I pranzi e le cene di Natale e Capodanno, dunque, dovranno purtroppo fare a meno del prezioso e gustoso cibo. A chiederlo è l’Europa tramite il RASFF, il sistema di allerta europeo rapido per la sicurezza alimentare. L’allarme riguarda l’intero territorio italiano e comprende sia le vongole di mare che quelle provenienti da allevamenti.

L’allerta in realtà era partita da un lotto di prodotti noti come mitili di Goro, che il brand Conad aveva ritirato poco tempo fa dai propri supermercati, ma oggi si è estesa a macchia d’olio, riguardando praticamente tutte le vongole veraci fresche – Ruditapes Decussatus è il nome scientifico – presenti sul mercato.
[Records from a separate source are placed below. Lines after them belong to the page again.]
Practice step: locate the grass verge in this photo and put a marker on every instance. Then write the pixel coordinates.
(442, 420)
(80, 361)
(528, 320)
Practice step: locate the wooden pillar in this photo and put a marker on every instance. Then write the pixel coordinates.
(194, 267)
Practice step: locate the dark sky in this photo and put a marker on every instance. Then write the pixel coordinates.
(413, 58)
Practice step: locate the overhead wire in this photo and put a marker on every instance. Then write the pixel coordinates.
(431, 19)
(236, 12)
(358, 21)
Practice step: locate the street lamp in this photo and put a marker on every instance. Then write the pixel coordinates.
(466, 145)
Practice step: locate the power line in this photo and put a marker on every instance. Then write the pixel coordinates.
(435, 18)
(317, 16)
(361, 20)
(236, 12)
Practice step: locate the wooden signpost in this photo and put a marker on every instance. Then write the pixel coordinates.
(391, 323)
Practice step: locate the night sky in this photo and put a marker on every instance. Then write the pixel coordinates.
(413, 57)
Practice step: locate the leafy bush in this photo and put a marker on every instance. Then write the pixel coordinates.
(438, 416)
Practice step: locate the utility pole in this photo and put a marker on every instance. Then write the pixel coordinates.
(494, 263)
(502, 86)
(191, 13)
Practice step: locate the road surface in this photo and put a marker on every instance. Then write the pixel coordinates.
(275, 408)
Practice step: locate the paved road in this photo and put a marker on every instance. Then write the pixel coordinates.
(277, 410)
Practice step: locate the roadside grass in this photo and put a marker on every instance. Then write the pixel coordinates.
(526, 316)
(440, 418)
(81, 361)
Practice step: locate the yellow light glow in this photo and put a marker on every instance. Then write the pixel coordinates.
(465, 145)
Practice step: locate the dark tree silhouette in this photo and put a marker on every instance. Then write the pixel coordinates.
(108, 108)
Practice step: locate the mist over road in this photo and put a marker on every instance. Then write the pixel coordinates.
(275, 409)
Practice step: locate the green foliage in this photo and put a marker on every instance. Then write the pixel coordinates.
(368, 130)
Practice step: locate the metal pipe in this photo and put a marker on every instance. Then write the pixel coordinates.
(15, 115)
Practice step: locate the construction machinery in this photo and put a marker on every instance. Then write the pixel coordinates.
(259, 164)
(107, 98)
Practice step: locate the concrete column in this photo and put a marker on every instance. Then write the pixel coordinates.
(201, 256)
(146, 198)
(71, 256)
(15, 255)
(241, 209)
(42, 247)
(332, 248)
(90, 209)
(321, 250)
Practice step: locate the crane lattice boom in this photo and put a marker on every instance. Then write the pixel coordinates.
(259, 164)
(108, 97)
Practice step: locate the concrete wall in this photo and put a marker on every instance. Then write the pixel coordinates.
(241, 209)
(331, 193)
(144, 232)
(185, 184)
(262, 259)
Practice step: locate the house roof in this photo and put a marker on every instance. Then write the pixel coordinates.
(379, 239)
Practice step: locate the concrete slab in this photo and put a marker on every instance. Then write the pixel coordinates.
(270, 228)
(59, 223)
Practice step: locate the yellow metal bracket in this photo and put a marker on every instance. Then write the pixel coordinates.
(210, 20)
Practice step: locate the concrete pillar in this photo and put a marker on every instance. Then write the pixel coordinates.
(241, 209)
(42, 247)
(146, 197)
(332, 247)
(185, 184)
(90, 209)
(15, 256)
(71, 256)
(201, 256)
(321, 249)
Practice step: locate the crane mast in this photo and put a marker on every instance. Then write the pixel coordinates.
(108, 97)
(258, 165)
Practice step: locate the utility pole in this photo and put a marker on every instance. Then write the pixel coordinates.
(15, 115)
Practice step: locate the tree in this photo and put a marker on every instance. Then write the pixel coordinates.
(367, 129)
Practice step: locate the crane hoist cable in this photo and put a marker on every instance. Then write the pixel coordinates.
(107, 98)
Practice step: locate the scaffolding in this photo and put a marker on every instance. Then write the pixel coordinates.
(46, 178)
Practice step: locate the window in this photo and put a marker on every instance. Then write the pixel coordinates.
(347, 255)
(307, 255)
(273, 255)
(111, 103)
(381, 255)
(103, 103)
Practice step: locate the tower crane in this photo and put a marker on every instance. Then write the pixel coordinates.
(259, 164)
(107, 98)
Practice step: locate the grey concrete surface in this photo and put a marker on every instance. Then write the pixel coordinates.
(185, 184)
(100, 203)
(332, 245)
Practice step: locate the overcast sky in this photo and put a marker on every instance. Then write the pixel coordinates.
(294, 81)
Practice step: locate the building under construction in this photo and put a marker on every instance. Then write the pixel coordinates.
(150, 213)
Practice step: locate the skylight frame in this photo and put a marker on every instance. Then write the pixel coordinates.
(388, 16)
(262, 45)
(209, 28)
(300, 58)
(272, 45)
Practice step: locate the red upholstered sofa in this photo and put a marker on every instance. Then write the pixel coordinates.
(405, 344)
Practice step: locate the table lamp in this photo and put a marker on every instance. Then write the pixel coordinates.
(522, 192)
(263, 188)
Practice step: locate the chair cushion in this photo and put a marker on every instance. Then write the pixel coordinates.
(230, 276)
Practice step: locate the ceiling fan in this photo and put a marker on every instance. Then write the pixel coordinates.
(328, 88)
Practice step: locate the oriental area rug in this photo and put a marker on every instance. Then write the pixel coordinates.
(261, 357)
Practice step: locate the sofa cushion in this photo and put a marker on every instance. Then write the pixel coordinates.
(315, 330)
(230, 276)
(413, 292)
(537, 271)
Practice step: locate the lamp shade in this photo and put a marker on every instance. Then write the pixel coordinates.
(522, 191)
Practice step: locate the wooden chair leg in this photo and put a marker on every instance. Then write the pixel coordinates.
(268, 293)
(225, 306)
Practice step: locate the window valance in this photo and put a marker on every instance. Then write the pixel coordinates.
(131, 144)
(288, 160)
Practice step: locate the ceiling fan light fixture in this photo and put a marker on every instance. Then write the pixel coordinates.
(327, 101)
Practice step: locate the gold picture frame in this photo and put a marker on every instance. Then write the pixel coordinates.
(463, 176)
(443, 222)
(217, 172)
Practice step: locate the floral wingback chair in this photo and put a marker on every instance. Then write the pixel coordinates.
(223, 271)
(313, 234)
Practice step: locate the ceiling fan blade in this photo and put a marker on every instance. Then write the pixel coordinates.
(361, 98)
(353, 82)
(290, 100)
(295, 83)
L’Escherichia Coli è un batterio molto pericoloso che prolifera nelle acque inquinate da feci: il contatto con il batterio pone il malaugurato consumatore a rischio di disturbi dell’apparato digerente come nausea, forti crampi addominali, diarrea e vomito.

Dato che l’avvenuto ritiro dal mercato delle vongole contaminate non è ancora sicuro, il Sistema di Allerata invita i cittadini a prestare la massima attenzione ai cibi consumati: nel caso di dubbio viene consigliato di sottoporre le partite di vongole al controllo della Asl locale e del suo Servizio igiene degli alimenti e nutrizione.